This is how you detect compressed air, gas and vacuum leaks AND find hidden profits

Detecting and fixing leaks is not easy

Many factories and plants do not have a leak detection programme. Detecting and fixing compressed air, gas and vacuum leaks is not easy. Quantifying the amount of waste and determining the cost requires energy specialists or consultants who use energy analysers and loggers to monitor your air systems. By systematically calculating the annual cost savings from fixing leaks, they can make a strong business case for undertaking such a project.

Energy audits of compressed air systems are often carried out through partnerships of industry, government and non-governmental organisations (NGOs). One such partnership is the Compressed Air Challenge (CAC), a voluntary collaboration between these groups. Its sole purpose is to provide product-neutral information and educational materials to help industries generate and use compressed air with maximum sustainable efficiency.

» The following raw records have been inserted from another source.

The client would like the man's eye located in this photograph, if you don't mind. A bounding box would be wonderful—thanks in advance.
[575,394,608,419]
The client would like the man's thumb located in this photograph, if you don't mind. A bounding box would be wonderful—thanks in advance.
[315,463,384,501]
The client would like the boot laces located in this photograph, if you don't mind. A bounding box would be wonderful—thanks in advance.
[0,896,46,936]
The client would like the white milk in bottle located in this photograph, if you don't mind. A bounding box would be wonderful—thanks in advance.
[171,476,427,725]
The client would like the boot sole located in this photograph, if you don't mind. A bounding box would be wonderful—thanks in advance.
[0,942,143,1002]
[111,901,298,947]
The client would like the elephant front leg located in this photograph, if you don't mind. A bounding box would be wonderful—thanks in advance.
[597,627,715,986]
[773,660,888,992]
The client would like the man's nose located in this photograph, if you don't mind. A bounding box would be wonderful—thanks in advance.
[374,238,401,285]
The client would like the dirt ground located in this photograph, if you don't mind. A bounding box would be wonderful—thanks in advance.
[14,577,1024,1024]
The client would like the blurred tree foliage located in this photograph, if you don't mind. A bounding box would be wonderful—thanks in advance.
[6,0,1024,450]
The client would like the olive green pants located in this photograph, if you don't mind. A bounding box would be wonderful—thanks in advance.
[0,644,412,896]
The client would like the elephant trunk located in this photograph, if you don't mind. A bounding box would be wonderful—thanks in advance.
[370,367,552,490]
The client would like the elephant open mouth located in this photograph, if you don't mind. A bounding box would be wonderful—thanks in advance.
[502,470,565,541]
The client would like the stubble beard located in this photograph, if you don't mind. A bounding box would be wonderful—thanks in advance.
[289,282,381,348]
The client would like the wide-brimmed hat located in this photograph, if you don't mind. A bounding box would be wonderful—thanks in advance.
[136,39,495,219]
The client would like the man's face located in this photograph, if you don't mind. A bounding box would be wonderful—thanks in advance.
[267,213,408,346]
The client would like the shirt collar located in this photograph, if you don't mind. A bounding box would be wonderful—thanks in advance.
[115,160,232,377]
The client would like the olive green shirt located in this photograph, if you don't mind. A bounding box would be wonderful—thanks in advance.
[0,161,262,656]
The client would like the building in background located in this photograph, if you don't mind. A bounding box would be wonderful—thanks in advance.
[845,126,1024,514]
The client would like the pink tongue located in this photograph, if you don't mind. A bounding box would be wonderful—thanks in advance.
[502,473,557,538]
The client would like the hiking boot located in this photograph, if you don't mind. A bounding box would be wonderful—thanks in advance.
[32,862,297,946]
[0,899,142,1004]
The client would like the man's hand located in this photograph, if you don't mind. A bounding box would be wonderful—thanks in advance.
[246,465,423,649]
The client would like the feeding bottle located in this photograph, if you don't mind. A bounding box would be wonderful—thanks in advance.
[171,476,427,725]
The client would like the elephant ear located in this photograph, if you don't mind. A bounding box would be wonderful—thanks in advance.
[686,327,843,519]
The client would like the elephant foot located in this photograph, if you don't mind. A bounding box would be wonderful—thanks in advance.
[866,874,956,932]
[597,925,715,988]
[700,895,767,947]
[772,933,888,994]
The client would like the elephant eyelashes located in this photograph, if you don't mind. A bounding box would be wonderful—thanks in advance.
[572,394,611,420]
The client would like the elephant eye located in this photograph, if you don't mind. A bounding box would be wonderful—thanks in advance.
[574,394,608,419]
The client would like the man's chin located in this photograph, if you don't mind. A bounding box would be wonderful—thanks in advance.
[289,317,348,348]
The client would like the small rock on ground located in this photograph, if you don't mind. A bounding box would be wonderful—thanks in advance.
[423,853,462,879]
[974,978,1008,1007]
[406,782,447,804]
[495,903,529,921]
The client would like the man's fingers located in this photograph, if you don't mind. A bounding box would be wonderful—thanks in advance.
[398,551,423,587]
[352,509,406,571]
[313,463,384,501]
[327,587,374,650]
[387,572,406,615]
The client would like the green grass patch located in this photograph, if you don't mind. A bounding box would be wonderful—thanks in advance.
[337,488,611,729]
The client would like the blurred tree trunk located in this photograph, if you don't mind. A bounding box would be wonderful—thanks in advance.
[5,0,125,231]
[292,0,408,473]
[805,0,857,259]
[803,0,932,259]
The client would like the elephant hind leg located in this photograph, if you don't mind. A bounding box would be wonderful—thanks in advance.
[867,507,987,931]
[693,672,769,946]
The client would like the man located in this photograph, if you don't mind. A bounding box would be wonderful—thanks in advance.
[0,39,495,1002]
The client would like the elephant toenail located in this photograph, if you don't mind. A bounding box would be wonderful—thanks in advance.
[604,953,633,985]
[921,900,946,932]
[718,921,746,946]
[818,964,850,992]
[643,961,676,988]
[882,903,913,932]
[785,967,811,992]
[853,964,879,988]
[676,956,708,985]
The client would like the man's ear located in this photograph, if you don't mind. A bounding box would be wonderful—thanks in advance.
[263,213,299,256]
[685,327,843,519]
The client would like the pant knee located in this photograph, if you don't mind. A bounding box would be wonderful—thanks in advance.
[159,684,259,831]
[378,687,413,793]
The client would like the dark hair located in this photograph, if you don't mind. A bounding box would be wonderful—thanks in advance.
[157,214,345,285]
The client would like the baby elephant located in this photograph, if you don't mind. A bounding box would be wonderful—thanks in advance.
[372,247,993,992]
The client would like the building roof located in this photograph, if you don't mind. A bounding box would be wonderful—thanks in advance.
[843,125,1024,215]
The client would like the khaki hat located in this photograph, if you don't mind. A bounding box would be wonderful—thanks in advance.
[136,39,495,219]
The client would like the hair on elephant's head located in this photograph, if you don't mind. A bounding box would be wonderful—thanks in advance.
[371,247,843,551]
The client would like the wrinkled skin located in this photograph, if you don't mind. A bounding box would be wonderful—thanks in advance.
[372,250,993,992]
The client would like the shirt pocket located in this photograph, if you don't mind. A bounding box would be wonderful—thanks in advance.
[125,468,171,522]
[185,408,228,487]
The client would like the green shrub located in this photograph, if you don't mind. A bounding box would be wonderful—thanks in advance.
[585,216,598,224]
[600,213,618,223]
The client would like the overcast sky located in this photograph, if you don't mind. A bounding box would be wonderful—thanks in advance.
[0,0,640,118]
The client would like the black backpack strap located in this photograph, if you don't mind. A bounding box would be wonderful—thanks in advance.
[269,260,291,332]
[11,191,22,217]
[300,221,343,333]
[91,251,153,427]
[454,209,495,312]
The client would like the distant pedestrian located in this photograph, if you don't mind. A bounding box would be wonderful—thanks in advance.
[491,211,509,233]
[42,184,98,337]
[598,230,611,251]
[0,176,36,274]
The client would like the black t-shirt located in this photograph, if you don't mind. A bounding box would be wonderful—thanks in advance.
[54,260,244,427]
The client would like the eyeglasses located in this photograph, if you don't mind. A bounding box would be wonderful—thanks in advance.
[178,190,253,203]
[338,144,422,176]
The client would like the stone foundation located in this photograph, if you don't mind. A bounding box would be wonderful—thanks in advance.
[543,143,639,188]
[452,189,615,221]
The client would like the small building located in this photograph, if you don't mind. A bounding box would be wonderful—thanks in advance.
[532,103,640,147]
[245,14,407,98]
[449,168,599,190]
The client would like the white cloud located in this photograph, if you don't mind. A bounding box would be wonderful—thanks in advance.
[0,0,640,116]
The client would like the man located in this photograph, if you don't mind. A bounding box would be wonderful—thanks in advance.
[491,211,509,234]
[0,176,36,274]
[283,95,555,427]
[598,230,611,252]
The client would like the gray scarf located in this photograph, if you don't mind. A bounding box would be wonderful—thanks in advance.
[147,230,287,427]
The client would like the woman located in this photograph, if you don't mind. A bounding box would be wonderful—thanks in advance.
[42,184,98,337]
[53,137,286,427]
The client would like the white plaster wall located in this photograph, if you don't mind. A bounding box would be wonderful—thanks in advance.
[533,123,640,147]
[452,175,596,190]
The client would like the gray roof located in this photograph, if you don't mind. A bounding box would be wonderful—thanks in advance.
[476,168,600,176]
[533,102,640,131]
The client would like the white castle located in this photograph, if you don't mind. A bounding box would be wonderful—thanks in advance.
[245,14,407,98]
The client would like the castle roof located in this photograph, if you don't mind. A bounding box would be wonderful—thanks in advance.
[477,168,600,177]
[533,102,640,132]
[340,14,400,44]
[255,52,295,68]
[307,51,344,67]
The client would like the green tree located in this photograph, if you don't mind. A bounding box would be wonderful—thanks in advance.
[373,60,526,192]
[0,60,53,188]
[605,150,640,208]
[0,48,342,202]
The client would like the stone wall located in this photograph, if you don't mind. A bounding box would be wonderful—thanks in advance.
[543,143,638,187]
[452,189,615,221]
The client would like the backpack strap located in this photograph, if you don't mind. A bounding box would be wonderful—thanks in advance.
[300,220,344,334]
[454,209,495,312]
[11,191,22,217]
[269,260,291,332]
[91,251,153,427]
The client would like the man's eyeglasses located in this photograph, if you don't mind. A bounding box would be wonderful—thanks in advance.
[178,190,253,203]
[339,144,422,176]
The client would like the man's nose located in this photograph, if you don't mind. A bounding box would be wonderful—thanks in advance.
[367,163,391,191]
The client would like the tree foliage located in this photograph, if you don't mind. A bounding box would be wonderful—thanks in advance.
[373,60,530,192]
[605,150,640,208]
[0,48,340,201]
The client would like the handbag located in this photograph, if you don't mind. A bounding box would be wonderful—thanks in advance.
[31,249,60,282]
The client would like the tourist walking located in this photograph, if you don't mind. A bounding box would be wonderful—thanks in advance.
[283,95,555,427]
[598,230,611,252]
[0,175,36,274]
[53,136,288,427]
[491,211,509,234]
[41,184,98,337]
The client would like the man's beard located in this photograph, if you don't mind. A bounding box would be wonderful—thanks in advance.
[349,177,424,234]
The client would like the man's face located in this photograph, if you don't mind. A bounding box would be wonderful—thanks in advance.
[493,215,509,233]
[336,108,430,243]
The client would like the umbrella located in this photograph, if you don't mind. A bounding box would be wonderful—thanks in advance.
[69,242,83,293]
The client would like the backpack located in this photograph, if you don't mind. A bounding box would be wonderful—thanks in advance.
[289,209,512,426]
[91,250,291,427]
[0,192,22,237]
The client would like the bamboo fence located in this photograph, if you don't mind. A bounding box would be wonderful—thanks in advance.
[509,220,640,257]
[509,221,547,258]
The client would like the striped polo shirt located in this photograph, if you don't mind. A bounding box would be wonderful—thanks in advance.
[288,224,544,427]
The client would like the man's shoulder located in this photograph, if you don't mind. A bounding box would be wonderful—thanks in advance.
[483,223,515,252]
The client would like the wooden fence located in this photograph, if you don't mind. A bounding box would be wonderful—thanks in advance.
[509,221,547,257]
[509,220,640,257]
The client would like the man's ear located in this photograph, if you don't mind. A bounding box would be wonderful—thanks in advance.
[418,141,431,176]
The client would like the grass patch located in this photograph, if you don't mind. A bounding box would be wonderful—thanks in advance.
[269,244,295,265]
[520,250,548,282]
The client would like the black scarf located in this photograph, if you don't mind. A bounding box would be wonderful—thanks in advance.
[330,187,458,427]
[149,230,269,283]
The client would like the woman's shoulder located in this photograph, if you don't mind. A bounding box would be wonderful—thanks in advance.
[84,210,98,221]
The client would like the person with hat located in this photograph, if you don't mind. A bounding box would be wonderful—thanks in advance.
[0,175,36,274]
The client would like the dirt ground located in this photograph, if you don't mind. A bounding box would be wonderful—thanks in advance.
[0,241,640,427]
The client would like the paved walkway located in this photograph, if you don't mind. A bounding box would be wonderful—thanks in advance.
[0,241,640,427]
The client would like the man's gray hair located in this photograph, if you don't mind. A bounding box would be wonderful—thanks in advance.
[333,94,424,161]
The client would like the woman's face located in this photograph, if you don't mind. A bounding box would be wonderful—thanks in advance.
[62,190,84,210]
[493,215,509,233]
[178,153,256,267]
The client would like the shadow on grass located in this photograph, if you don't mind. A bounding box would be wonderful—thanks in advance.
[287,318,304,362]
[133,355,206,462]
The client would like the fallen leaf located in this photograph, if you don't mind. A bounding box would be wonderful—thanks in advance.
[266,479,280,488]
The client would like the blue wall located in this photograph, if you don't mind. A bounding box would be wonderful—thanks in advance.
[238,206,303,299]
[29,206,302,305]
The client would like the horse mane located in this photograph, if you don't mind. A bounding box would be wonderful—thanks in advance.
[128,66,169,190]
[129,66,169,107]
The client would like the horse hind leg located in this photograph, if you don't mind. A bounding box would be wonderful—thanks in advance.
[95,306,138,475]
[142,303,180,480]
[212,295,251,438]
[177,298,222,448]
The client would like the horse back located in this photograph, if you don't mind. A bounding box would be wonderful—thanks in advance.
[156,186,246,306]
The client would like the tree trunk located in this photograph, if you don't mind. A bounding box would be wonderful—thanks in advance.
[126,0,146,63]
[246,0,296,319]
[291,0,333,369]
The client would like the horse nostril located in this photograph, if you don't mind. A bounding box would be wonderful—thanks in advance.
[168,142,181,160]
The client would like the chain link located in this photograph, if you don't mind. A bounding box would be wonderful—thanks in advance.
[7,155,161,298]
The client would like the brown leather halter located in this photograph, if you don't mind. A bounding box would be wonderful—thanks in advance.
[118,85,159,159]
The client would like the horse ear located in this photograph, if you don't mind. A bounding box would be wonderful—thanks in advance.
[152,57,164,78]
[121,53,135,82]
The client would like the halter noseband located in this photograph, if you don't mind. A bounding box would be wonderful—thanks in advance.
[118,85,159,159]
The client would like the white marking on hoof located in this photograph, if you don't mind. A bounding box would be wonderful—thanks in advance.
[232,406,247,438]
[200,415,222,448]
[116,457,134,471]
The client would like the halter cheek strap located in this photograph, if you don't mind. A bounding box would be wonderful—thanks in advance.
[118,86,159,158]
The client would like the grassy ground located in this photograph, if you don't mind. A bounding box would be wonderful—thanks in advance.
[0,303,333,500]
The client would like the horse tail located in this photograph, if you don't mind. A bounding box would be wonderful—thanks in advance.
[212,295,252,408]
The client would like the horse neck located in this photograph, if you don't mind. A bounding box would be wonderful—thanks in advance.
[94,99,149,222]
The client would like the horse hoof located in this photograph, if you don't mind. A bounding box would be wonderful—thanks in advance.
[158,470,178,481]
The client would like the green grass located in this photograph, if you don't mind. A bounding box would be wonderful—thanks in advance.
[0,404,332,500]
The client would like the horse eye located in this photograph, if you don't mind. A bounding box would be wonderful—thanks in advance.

The high cost of wasted air

According to the U.S. Department of Energy, a 1/8″ (3 mm) leak in a compressed air line can cost more than $2,500 a year. The Department of Energy estimates that an average US plant that is not properly maintained can waste 20% of its total compressed air production capacity due to compressed air, gas and vacuum leaks. The New Zealand government, as part of its Target Sustainability project, estimates that system leaks can account for 30 to 50% of a compressed air system's capacity. Rapid detection of compressed air, gas and vacuum leaks is a key factor in finding hidden profits. Air leaks can also lead to capital expenditure, rework, downtime or quality problems and higher maintenance costs.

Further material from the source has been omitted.